The roots of Goldman’s problem go back to a year ago when her house in Cary was burglarized by a thief who made off with $100,000 in jewelry and $30,000 in cash – which she had hidden in a backpack. The police came to investigate and asked, Do you have any idea who robbed you? Goldman had a lot of ideas. Names rolled off her tongue – the Democrat she ran against for School Board, her opponent’s consultant, three of her opponent’s friends, a group that supported her opponent, a Democratic County Commissioner – then a name rolled off her tongue that lit the fuse that just exploded: Chris Malone, her fellow Republican School Board member.
Why Malone? the detective asked.
The words started flowing again.
Malone, she said, had pursued her romantically and told her he loved her and when she rebuffed him he’d broken down and cried. Plus, she said, she knew two other facts: Malone was broke and her house key had been stolen out of her briefcase the same day Malone was sitting beside her at a School Board meeting.
The policeman wrote it all down then asked why Goldman kept $30,000 in a backpack. She rolled into another litany, saying she was a retired firefighter and a breast cancer survivor and when she was living in Pennsylvania after 9/11 she’d had a lot of trouble getting money out of her bank – so she kept $30,000 in her knapsack.
A few days after the burglary Goldman became even more suspicious of Malone when he showed up at the School Board meeting driving a new pickup truck;—so the police detective put in a call to Mr. Malone and ran head-on into not one but three lawyers. He got a call back from the prominent Republican attorney Kieran Shanahan and when the detective sat down with Malone, Malone had two more lawyers with him.
Malone outdid Goldman when it came to pure salacious detail. He and Goldman, he said, had become friends during the School Board election then one thing had led to another until one night just before the election they found themselves alone on the rooftop of the Clarion Hotel in downtown Raleigh and stopped being just friends and, as he put it, started ‘kissing and making out.’ After that, he said, their relationship got more physical.
The detective asked if the relationship was over and Malone said, oh, yes, he knew there’d be no more quickies in the car and no more meetings at the Hampton Inn in Cary – they were just close personal friends and by the way, he added, they’d never actually had sexual intercourse.
By then I reckon Malone’s lawyers must have been lying passed out on the floor.
Next the detective asked Malone about his new pickup truck and Malone said his brother had loaned him the money to buy it and later Malone’s brother and lawyer Shanahan met with the detective and produced the bank records to prove it – so Malone was off the hook for stealing the $130,000 but probably not with his wife or Goldman’s husband.
Now the interesting thing about all this is Malone and Goldman’s reaction when the police reports landed on the front page of the newspaper.
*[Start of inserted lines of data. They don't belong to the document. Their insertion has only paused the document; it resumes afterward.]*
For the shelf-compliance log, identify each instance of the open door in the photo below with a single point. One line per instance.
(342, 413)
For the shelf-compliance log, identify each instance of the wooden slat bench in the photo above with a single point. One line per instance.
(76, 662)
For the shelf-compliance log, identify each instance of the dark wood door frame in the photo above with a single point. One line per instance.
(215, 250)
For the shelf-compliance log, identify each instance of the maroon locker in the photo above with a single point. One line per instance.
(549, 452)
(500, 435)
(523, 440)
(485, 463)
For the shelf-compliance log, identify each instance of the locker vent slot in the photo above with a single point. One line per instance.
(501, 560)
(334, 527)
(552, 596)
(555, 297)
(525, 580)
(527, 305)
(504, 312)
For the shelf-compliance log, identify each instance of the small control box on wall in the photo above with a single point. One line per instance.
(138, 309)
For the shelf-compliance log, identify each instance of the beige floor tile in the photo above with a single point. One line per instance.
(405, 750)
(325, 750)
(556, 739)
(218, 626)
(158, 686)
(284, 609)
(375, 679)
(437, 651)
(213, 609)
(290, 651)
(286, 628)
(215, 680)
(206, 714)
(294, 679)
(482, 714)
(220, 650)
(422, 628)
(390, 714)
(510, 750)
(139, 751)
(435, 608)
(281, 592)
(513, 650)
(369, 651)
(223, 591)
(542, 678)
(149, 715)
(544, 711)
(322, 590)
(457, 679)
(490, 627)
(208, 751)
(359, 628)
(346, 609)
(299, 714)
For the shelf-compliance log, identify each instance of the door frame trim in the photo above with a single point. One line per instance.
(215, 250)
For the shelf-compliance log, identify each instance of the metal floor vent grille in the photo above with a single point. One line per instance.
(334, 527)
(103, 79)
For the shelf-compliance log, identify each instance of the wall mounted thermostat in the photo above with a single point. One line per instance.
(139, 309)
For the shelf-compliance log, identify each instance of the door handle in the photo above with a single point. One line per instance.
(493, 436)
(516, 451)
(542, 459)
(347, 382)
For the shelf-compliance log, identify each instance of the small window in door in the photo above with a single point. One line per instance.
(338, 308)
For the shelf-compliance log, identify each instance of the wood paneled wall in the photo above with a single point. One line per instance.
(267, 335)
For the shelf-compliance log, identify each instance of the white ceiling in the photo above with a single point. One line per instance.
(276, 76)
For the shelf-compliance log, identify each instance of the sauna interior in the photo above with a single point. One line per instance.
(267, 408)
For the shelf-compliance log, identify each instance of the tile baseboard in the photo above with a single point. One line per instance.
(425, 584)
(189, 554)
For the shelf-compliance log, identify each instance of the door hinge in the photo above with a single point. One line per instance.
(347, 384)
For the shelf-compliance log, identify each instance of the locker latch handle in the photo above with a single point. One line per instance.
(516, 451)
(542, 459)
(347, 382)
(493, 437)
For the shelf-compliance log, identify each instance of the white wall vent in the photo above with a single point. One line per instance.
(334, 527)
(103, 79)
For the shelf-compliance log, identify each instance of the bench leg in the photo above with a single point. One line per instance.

At first Malone bobbed and weaved, dodging reporters then put out a statement saying he’s staying in the State House race because voters know the kind of man he really is.
Goldman was even more aggressive – she issued a statement peeling the paint off the walls, slamming the News and Observer for smearing her just before the election.
So now we’ve got a candidate who’s talking about ‘quickies’ in cars and running for State House based on his character, and a candidate for State Auditor who has trouble getting money out of the bank, and there’s not a word of contrition in sight anywhere.